ある知人と音楽著作権についての話をしました。その知人の娘さんは、大変優秀なエレクトーンの学生なのですが、あるコンクールで楽曲を演奏しようとしたところ、その楽曲の作曲者からNGが出てしまい、お気に入りの楽曲が弾けなかったということらしいのです。私は、こういうところに、現在のコンテンツを取り巻く世界の限界を感じます。

人間は、想像力を働かせなければいけません。まず、学生のコンクールでの演奏に、自分の楽曲の使用を認めない作曲家の心を察する必要があるでしょう。「学生ごときに演奏させたくない」、「あれは○○さんに捧げた曲だから」、「演奏者は一人に決めている」等々、作曲家のこだわりを含め、いろいろな理由が考えられます。いや、もっと深刻な事情があるのかもしれません。したがって、この件をもってして、作曲家の方を一方的に責めることはできないでしょう。しかし、音楽とは何かという本質的な問題を考えたとき、学生がコンクールで好きな楽曲を演奏できないということは、あってはならないのではないかとも思うのです。
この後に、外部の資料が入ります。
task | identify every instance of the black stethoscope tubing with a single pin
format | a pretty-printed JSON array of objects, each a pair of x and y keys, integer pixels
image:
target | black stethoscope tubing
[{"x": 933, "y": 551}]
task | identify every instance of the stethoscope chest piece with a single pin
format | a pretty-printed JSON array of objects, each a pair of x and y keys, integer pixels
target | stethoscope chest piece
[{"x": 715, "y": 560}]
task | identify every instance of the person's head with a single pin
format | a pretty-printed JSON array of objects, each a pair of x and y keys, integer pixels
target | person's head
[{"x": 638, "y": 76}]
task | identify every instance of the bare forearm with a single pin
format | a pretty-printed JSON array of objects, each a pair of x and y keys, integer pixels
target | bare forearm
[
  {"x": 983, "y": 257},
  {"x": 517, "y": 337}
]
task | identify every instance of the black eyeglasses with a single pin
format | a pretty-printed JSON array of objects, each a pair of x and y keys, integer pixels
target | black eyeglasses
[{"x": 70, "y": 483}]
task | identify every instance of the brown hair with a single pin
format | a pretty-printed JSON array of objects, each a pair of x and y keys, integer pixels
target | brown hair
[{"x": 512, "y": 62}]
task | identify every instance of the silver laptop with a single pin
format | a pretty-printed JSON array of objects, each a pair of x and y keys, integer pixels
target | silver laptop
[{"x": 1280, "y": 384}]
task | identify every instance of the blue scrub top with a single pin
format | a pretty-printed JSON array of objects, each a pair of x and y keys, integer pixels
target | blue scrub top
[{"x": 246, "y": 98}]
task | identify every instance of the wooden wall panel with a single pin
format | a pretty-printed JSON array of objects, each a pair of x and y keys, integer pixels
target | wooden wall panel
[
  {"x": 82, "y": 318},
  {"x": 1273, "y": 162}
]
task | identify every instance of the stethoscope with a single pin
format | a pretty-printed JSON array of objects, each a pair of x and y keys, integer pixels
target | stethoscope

音楽とは文字通り「音を楽しむ」ものです。音楽の本質は「音楽」という言葉に、見事に集約されていると思います。そして、音楽を仕事として生きていく人々は、多くの人々を「音で楽しませる」ことを心がけていく必要があるのではないかとも考えます。音楽に携わる人々は、より多くの人々に自分の音楽を聴いてもらって、それによって幸せな気分になってもらうことを使命として負っていると考えるべきだと思うのです。学生がコンクールで演奏するというシチュエーションには、いろいろな限界や問題があるにせよ、音楽を志す学生に対して、楽曲の演奏を認めないということが、「音で楽しませる」ことを心がけている人の行動であるということには、いささか疑問を感じざるを得ません。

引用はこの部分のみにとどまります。